Proc. Natl Acad. Sci. USA 118, e2017525118 (2021)

Proteins play an important role in many crucial biological processes, and determining their structure is a critical step to understand their functionality: the structure of a protein dictates whether and how it can interact with other molecules. Researchers can then use this structural information, for instance, to assist in the development of new drugs and vaccines. Predicting protein structure is, however, a challenging problem and it has been an active research topic for many years.

In a recently published work, Dong Si and colleagues take advantage of cryoelectron microscopy (cryo-EM) data to predict the structure of proteins. Cryo-EM, a 2017 Nobel prize-awarded technology, has gained popularity for capturing 3D maps of macromolecules at an incredible near-atomic resolution. The authors propose a tool called DeepTracer, which takes as input a protein’s cryo-EM map and amino acid sequence, and outputs its all-atom structure using a tailored deep learning framework. Different from other cryo-EM model determination methods, DeepTracer has the advantage of performing multichain prediction, requiring no manual processing steps, and achieving more accurate results.
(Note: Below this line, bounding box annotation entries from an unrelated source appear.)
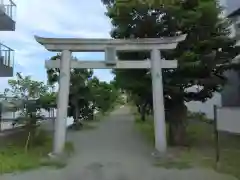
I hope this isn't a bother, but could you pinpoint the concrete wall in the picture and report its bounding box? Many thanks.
[217,107,240,134]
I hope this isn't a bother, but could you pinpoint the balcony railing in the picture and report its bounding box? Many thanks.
[0,0,16,21]
[0,43,14,67]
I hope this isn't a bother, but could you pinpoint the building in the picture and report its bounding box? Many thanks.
[0,0,16,77]
[187,0,240,118]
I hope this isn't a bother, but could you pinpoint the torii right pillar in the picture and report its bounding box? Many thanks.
[151,49,167,153]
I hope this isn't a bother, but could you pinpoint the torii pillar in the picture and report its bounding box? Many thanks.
[35,35,186,155]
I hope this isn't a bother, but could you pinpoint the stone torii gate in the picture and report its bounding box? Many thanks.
[35,35,186,155]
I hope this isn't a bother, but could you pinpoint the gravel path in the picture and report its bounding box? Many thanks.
[0,107,236,180]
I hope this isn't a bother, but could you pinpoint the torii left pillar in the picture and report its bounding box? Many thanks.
[53,50,71,155]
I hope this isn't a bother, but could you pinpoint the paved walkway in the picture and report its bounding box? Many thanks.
[0,108,235,180]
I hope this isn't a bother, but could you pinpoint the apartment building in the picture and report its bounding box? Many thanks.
[0,0,16,77]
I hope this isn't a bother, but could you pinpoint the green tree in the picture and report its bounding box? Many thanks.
[47,54,117,123]
[4,73,49,150]
[104,0,239,145]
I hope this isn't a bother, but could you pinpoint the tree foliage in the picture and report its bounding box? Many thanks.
[103,0,239,144]
[47,54,118,123]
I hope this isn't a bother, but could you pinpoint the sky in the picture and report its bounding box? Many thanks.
[0,0,113,92]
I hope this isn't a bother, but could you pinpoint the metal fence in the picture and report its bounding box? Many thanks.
[0,43,14,67]
[0,0,16,21]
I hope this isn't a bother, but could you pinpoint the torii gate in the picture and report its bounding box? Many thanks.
[35,35,186,155]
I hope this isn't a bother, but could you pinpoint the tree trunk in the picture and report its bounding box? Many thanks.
[168,102,187,146]
[140,104,147,121]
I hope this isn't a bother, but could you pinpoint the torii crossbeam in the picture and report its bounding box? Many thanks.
[35,35,186,155]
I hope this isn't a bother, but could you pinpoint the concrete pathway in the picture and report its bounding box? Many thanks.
[0,107,235,180]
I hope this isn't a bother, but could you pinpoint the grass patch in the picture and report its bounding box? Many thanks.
[132,108,240,179]
[135,115,155,145]
[0,131,74,174]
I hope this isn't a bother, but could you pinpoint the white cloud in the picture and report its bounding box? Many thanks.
[0,0,111,90]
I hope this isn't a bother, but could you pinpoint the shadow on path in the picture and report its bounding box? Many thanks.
[0,107,237,180]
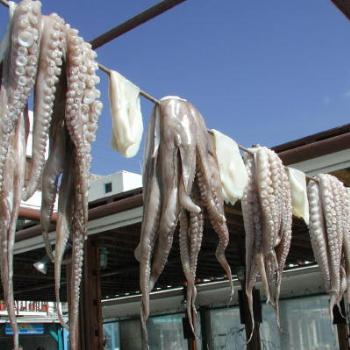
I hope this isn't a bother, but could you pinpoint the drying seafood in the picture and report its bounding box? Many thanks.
[135,97,232,343]
[308,174,350,319]
[0,0,102,350]
[0,0,41,350]
[242,147,292,340]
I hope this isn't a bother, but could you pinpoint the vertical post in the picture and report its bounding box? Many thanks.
[333,299,349,350]
[238,283,261,350]
[80,239,104,350]
[66,263,81,347]
[199,307,211,350]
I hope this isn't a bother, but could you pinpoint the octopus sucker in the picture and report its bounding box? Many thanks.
[54,141,74,328]
[135,97,233,347]
[0,0,41,191]
[0,110,26,350]
[23,15,64,200]
[308,174,350,320]
[318,174,341,314]
[0,0,102,350]
[179,210,195,333]
[307,181,331,292]
[179,182,203,334]
[242,146,292,340]
[40,67,68,262]
[135,108,160,344]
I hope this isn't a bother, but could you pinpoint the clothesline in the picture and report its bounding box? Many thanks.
[0,0,318,182]
[0,0,159,103]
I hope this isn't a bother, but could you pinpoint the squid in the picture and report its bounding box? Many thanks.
[135,97,233,346]
[242,146,292,340]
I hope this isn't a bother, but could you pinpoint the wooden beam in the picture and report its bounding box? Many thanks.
[80,239,104,350]
[90,0,189,49]
[332,0,350,19]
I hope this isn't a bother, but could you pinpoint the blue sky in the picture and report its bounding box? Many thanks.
[0,0,350,174]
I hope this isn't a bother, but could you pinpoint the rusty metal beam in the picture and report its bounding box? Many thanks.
[18,207,57,222]
[275,132,350,165]
[332,0,350,20]
[16,194,143,242]
[90,0,186,49]
[80,239,104,350]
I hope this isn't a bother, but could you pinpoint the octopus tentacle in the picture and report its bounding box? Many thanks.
[40,127,66,262]
[197,140,233,300]
[189,208,204,326]
[0,110,26,350]
[150,184,179,290]
[23,14,64,200]
[179,186,203,334]
[319,174,341,317]
[135,106,161,344]
[179,210,194,333]
[54,127,73,327]
[40,67,67,262]
[274,169,293,327]
[0,0,41,190]
[139,177,160,344]
[307,181,331,292]
[242,154,264,341]
[69,208,85,349]
[65,25,102,349]
[340,182,350,304]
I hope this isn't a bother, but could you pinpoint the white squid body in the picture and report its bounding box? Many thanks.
[109,71,143,158]
[287,167,309,225]
[211,129,248,205]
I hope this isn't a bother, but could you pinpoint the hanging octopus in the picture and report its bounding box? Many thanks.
[135,97,233,344]
[242,147,292,340]
[0,0,41,350]
[308,174,350,320]
[0,0,102,350]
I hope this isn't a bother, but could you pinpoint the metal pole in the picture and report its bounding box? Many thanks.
[90,0,186,49]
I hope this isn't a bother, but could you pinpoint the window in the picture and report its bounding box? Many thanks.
[105,182,112,193]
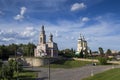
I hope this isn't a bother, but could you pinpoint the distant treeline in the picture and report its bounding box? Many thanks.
[0,43,36,59]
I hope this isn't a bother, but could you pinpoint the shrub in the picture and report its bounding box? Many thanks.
[98,57,107,65]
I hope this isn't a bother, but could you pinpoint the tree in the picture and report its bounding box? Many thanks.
[98,57,107,65]
[99,47,104,56]
[106,49,112,56]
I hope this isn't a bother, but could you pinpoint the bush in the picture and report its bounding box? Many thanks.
[98,57,107,65]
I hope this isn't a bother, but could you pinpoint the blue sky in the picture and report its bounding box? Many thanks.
[0,0,120,50]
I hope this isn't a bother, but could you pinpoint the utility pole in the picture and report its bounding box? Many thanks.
[48,57,50,80]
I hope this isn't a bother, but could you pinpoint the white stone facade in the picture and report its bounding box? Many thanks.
[34,26,58,57]
[77,34,88,53]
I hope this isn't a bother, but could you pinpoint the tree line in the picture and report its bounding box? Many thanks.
[0,43,36,59]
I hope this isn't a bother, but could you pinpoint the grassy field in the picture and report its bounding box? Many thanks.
[82,68,120,80]
[14,70,37,80]
[43,60,91,68]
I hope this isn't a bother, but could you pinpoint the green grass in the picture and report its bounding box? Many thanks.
[82,68,120,80]
[43,60,91,68]
[14,70,37,80]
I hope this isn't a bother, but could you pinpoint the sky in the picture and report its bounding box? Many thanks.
[0,0,120,51]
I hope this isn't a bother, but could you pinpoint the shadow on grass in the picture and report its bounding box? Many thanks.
[12,77,48,80]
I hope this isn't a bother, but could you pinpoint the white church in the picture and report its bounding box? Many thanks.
[34,26,58,57]
[76,34,90,54]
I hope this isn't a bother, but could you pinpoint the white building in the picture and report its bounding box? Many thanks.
[34,26,58,57]
[76,34,90,54]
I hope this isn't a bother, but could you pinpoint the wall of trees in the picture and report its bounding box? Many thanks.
[0,43,36,59]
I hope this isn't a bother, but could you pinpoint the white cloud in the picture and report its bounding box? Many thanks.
[82,17,90,22]
[71,3,87,11]
[14,7,27,20]
[21,27,36,37]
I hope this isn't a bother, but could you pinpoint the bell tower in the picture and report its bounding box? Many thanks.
[39,25,46,44]
[49,33,53,42]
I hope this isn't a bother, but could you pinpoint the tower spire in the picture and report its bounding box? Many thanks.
[39,25,46,44]
[49,33,53,42]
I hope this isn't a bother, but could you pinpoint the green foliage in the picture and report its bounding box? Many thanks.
[43,60,91,69]
[59,48,75,58]
[0,43,36,59]
[99,47,104,56]
[0,65,14,79]
[98,57,107,65]
[8,59,23,72]
[82,68,120,80]
[0,59,23,80]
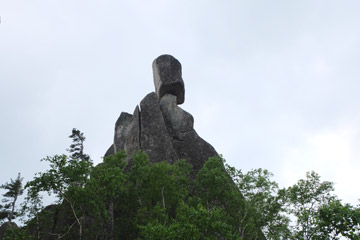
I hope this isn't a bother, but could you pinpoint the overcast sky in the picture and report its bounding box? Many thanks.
[0,0,360,205]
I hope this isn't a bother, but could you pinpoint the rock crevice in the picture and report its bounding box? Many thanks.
[105,55,217,172]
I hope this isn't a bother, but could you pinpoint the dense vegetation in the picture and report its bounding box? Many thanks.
[0,129,360,239]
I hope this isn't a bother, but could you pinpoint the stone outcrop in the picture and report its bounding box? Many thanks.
[105,55,217,172]
[152,55,185,104]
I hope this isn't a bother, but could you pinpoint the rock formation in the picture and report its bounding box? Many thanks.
[105,55,217,172]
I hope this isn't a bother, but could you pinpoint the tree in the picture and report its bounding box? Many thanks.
[226,165,290,239]
[67,128,90,161]
[25,129,93,239]
[318,200,360,239]
[0,173,24,222]
[286,171,336,240]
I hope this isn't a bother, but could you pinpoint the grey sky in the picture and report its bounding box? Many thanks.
[0,0,360,204]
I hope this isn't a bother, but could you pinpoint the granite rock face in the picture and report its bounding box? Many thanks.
[105,55,217,173]
[152,55,185,104]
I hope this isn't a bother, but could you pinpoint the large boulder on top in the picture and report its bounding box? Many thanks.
[152,55,185,104]
[105,55,217,176]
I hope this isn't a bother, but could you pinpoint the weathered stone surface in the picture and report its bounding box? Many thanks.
[124,106,141,156]
[152,55,185,104]
[140,92,178,162]
[173,129,218,174]
[102,55,217,174]
[160,94,217,173]
[114,112,133,152]
[160,94,194,139]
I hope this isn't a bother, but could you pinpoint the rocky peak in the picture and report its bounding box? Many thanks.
[105,55,217,173]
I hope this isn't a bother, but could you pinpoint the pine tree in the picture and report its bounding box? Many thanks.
[0,173,24,222]
[67,128,90,161]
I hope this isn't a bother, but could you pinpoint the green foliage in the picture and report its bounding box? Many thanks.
[226,165,290,239]
[286,172,335,239]
[0,173,24,222]
[68,128,90,161]
[9,129,360,240]
[318,200,360,239]
[25,130,93,239]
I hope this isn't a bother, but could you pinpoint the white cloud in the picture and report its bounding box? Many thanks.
[281,126,360,205]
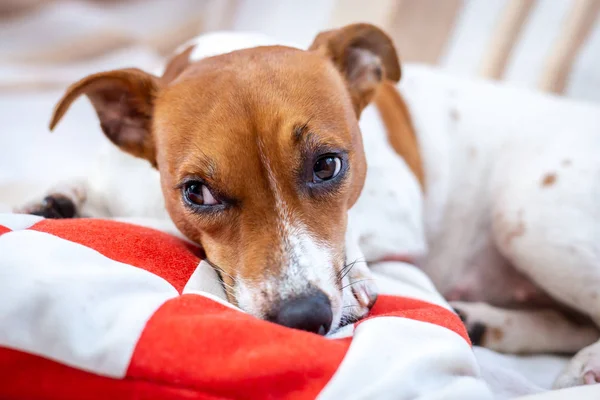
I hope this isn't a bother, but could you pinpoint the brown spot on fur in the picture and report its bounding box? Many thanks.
[375,82,425,190]
[542,173,556,187]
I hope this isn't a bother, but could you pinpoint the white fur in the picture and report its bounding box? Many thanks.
[17,33,600,382]
[235,141,342,328]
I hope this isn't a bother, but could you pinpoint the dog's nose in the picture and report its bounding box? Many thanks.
[271,291,333,335]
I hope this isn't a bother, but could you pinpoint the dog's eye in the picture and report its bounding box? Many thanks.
[183,181,219,206]
[313,155,342,182]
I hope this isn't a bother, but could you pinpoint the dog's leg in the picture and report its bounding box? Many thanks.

The proposed method relies on a convolutional neural network that consists of four U-Nets, each of them designed to predict a specific structural aspect: the locations of amino acids, the location of the backbone, the secondary structure elements, and the amino acid types. A series of fully automated post-processing steps are then applied to the outputs of these U-Nets to ultimately return the predicted final structure. When compared to state-of-the-art methods (for example, Phenix, Rosetta and MAINMAST), the authors demonstrated that DeepTracer has a better accuracy: for instance, when compared to Phenix using a set of coronavirus-related data, it improved coverage (the proportion of residues that have a matching interpreted residue) in over 30%, and it decreased the root-mean-square deviation value by more than 0.40 Å. In addition, the tool was shown to be computationally efficient when running on a graphics processing unit (GPU): as an example, the tool traced a cryo-EM map containing approximately 60,000 residues within two hours. Overall, DeepTracer is an exciting new method for protein prediction that will certainly help move the field forward.